Spesso, l’orientamento al profitto in tempi brevi - comprensibile per le aziende farmaceutiche che per anni hanno investito nello sviluppo della terapia - si scontra con la necessità di garantire l'accesso universale. Alcuni esempi dimostrano che alternative sono possibili, anche se non di facile realizzazione. In India, ad esempio, sono state introdotte terapie CAR-T a prezzi notevolmente inferiori rispetto agli standard internazionali, suggerendo che modelli più sostenibili sono attuabili (anche se alcuni aspetti sono sicuramente da ottimizzare). Inoltre, collaborazioni tra enti pubblici e privati puntano a sviluppare trattamenti più accessibili attraverso la ricerca su approcci in vivo meno costosi.
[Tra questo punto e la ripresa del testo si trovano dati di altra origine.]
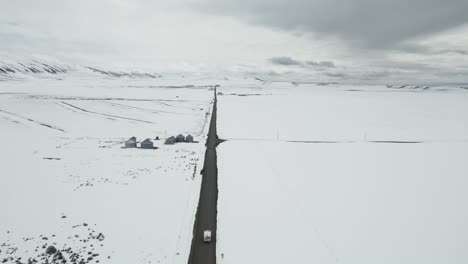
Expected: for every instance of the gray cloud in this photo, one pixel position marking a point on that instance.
(287, 61)
(427, 50)
(367, 23)
(326, 64)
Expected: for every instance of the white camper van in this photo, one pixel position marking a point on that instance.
(207, 236)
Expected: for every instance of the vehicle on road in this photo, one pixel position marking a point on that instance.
(207, 236)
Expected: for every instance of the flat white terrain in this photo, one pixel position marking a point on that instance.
(66, 180)
(342, 174)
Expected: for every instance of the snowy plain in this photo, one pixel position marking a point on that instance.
(342, 174)
(68, 182)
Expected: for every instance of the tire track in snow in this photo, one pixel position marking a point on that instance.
(145, 109)
(34, 121)
(107, 115)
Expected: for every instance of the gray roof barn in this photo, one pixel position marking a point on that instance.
(147, 144)
(180, 138)
(130, 143)
(170, 140)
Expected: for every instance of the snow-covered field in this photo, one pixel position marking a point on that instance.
(66, 180)
(342, 174)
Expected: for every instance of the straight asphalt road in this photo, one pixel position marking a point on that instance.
(205, 219)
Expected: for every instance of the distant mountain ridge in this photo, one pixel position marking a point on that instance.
(38, 68)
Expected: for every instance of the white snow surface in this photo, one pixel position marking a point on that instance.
(342, 174)
(67, 181)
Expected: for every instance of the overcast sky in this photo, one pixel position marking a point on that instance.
(393, 41)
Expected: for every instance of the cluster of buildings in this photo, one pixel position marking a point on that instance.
(145, 144)
(148, 144)
(179, 138)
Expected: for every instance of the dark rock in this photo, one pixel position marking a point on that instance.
(51, 250)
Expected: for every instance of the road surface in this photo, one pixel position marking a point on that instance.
(205, 219)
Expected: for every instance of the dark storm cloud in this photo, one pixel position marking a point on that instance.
(368, 23)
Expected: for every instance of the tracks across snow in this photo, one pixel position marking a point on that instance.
(103, 114)
(34, 121)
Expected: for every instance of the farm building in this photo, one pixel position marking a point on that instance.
(170, 141)
(180, 138)
(147, 144)
(130, 143)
Una delle strategie che si stanno approfondendo è, appunto, quella di puntare sui trattamenti in vivo: agendo direttamente all’interno dell’organismo – evitando il prelievo delle cellule del paziente, la loro modifica in laboratorio e la successiva reinfusione – i costi si abbasserebbero. In ogni caso non sarebbe la soluzione definitiva, visto che ci sono terapie in vivo che eguagliano i prezzi delle terapie ex vivo più costose. Un’altra importante strategia è la creazione di terapie “modulari”, in cui la piattaforma è la stessa ma cambiano alcuni elementi per renderla utilizzabile per diverse patologie, abbassando così i costi.
Oltre all’accesso alle terapie già approvate come Casgevy, c’è anche il problema della sostenibilità dei programmi clinici: è di pochi mesi fa la notizia dell’interruzione di uno studio di una terapia sperimentale a base di editing genomico in grado di trattare una forma di degenerazione retinica per motivi economici. L’esperienza della pandemia di COVID-19 ha mostrato che quando c’è una volontà globale, i finanziamenti e le risorse possono essere mobilitati rapidamente per garantire l’accesso su vasta scala. Inoltre, l’urgenza di soluzioni etiche e praticabili è amplificata dal paradosso della biotecnologia moderna: in un mondo in cui esistono i mezzi per trattare malattie genetiche gravi, lasciare che l’accesso a questi trattamenti sia determinato unicamente dal potere economico rappresenta un’ingiustizia profonda. È anche essenziale evitare che le guerre per i brevetti ritardino l'erogazione dei trattamenti a base di CRISPR ai pazienti. Una ingiustizia che potrebbe anche rianimare il filone dei biohacker, che fin dall’inizio hanno difeso la democratizzazione di CRISPR sulla base del suo essere economica e facile da usare.
La promessa delle terapie a base di CRISPR dovrebbe trasformarsi in realtà per un numero sempre maggiore di pazienti e, senza interventi mirati per rendere sostenibile la diffusione di queste terapie, c'è il rischio che il progresso in medicina diventi un ulteriore strumento di disuguaglianza.